Data Structures, Algorithms, & Applications in Java
Chapter 18, Exercise 11

(a)

To implement the greedy strategy, we first sort the tasks by task time using any n log n sorting algorithm, and then assign the tasks to the m persons in round-robin fashion. The task assignment takes linear time. So the overall complexity is O(n log n). The code for the ACT method is given below.
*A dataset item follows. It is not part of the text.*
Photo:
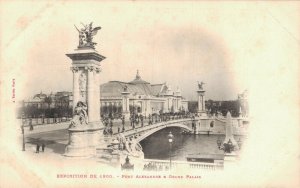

A test program and output are given in the files AverageCompletionTime3.*.

---

public class AverageCompletionTime3
{
   // top-level nested class
   static class Task implements Comparable
   {
      // instance data members
      int time;                  // task length
      int id;                    // task id
      int person;                // person who is to do the task

      // constructor
      Task(int theTime, int theId)
      {
         time = theTime;
         id = theId;
      }

     // method of Comparable
     /** return true iff this < x */
     public int compareTo(Object x)
     {
        int xTime = ((Task) x).time;
        if (time < xTime)
           return -1;
        if (time == xTime)
           return 0;
        return 1;
      }

      /** return true iff this == x */
      public boolean equals(Object x)
         {return time == ((Task) x).time;}
   }

   /** reorder the tasks task[1:task.length-1] so that the
     * average completeion time is minimized
     * param m is the number of persons available to do tasks */
   public static void minimizeAverageCompletionTime(Task [] task, int m)
   {
      HeapSort.heapSort(task);
      // assign tasks to persons in round-robin fashion
      for (int i = 1; i <= task.length - 1; i++)
         task[i].person = (i-1) % m + 1;
   }
}

(b)

The greedy startegy implemented by method minimizeAverageCompletionTime always minimize the ACT. To see this, let the task times, in nondecreasing order, be t1, t2, ..., tn. The ACT of the task assignment constructed by the greedy algorithm is the sum of floor((n-i+1)/m)ti for i equal to 1 to n divided by n. In the sum, we see that the m largest times are multiplied by 1, the next m by 2, the next m by 3, etc. In every task assignment, the last task assigned to each person is multiplied by 1; the second last task by 2; etc. Therefore, we cannot get a smaller sum than obtained by the greedy algorithm.